Deep Multiview Learning to Identify Population Structure with Multimodal Imaging

Abstract

We present an effective deep multiview learning framework to identify population structure using multimodal imaging data. Our approach is based on canonical correlation analysis (CCA). We propose to use deep generalized CCA (DGCCA) to learn a shared latent representation of non-linearly mapped and maximally correlated components from multiple imaging modalities with reduced dimensionality. In our empirical study, this representation is shown to effectively capture more variance in original data than conventional generalized CCA (GCCA) which applies only linear transformation to the multi-view data. Furthermore, subsequent cluster analysis on the new feature set learned from DGCCA is able to identify a promising population structure in an Alzheimer’s disease (AD) cohort. Genetic association analyses of the clustering results demonstrate that the shared representation learned from DGCCA yields a population structure with a stronger genetic basis than several competing feature learning methods.

I. Introduction

Cluster analysis is a popular machine learning approach used in identifying population structure, and is often applied on brain imaging and genetic data. Clusters can help identify groups of individuals with similar imaging or genetic characteristics [1], and sometimes coupled with feature learning (feature reduction) methods given a large number of imaging features [2]. Multimodal imaging, compared to single imaging modality, are more likely to capture partial but complementary information of population structures from different perspectives [3]. However, many studies typically employed traditional clustering methods on the original features directly. These methods have limited capabilities in automatically learning effective features for the clustering task, in comparison with modern deep learning methods.

To bridge this gap, we propose an effective deep multiview learning framework, and demonstrate its power via applying it to the multimodal imaging data in an Alzheimer’s disease (AD) cohort for identifying imaging-driven population structure. Our framework is based on an extended version of canonical correlation analysis (CCA), named as deep generalized CCA (DGCCA) [4]. CCA is a popular technique to identify linear relationships between two multivariate datasets [5]. Traditional CCA models have two limitations: 1) it cannot be applied to data with more than two modalities, and 2) it cannot capture nonlinear relationships between data modalities.

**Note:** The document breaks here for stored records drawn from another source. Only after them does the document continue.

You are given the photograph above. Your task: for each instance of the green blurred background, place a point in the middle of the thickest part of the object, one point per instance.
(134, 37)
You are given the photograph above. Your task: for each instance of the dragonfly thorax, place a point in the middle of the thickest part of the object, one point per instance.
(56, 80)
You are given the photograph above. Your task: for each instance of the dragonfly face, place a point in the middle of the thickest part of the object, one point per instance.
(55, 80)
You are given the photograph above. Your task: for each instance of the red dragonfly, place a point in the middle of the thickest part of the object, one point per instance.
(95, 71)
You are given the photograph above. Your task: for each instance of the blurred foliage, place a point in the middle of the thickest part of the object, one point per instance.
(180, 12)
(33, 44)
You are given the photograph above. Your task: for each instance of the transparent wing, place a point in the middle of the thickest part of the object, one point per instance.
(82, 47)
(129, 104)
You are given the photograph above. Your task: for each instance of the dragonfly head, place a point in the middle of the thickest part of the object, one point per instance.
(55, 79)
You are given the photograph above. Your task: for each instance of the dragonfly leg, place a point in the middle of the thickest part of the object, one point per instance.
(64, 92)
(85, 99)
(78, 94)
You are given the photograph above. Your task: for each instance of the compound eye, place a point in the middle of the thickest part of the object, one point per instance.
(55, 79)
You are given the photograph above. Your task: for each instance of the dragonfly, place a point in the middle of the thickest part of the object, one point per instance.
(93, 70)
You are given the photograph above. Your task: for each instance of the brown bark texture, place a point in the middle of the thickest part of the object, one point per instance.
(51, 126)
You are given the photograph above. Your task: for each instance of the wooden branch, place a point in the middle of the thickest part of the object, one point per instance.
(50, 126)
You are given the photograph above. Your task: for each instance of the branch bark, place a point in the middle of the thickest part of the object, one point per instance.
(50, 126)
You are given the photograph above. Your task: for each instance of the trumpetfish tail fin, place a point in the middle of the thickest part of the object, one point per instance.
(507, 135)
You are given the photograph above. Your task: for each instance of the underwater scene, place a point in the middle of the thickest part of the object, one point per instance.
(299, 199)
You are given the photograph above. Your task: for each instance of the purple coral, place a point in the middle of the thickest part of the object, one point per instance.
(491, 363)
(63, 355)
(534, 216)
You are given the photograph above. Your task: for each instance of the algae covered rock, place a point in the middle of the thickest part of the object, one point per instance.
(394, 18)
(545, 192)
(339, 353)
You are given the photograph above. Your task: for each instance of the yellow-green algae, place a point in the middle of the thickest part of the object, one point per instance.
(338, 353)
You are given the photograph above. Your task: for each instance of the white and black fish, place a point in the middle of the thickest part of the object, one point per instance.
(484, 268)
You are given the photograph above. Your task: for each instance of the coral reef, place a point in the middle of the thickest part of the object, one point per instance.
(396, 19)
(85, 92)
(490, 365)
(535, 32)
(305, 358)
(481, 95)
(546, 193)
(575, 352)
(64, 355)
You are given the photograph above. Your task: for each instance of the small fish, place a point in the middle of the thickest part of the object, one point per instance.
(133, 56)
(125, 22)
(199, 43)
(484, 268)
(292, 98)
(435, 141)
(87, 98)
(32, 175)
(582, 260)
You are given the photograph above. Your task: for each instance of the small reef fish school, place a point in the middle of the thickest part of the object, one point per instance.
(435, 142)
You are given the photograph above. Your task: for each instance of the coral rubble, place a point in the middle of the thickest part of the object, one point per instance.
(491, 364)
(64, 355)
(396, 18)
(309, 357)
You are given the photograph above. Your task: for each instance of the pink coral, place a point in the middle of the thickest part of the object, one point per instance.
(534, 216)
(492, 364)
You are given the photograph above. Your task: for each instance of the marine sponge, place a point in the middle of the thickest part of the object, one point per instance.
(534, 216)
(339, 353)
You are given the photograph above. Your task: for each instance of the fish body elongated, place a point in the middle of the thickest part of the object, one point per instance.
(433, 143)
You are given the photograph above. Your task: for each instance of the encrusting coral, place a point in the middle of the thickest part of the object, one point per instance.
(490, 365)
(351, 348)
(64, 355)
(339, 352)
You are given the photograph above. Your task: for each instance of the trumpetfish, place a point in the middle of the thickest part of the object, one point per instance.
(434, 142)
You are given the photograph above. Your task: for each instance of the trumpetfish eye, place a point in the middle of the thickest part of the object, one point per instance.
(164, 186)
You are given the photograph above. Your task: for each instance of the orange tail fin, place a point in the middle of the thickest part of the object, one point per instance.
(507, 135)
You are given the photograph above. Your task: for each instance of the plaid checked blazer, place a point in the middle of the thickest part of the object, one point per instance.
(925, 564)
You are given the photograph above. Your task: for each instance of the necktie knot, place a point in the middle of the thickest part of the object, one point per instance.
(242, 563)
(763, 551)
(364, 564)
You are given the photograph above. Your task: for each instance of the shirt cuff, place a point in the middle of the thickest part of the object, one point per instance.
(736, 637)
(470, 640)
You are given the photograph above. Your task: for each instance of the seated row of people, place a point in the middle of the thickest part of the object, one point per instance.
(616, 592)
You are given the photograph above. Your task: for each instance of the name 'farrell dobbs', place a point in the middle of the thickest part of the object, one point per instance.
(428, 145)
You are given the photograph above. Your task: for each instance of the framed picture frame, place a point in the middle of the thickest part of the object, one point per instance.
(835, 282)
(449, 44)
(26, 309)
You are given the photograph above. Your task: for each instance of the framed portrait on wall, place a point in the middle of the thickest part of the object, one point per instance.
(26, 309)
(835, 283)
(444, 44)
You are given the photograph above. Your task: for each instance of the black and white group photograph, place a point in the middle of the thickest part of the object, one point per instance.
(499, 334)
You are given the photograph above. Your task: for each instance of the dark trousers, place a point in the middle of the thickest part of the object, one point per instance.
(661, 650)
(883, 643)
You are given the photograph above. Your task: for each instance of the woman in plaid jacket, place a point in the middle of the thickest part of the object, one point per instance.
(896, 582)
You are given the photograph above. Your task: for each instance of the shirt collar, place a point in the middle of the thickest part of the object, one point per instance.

To overcome the first limitation, CCA can be extended to generalized CCA (GCCA) [6], designed to learn a representation that is able to explain many views of the data, and is a promising strategy to capture meaningful variation shared by multiple imaging modalities. To overcome the second limitation, GCCA can be extended to DGCCA [4], which non-linearly maps the feature space of each imaging modality to a common latent space. To demonstrate the power of DGCCA for effective feature representation learning, we perform an empirical study using the imaging and genetics data from the Alzheimer’s Disease Neuroimaging Initiative (ADNI) [7]. DGCCA and several competing feature learning methods, coupled with cluster analysis, are applied to the ADNI multimodal imaging data to identify population structure. Genetic association analyses are subsequently performed on the learned feature representations to evaluate genetic basis for the learned imaging-driven structures. The shared representation learned from DGCCA yields a population structure with a stronger genetic basis than studied competing methods.

II. Materials

To demonstrate the power of DGCCA in learning effective feature representation from multimodal imaging data for detecting population structure, we apply it to the imaging and genetic data in an AD study. This study was approved by institutional review boards of all participating institutions and written informed consent was obtained from all participants or authorized representatives.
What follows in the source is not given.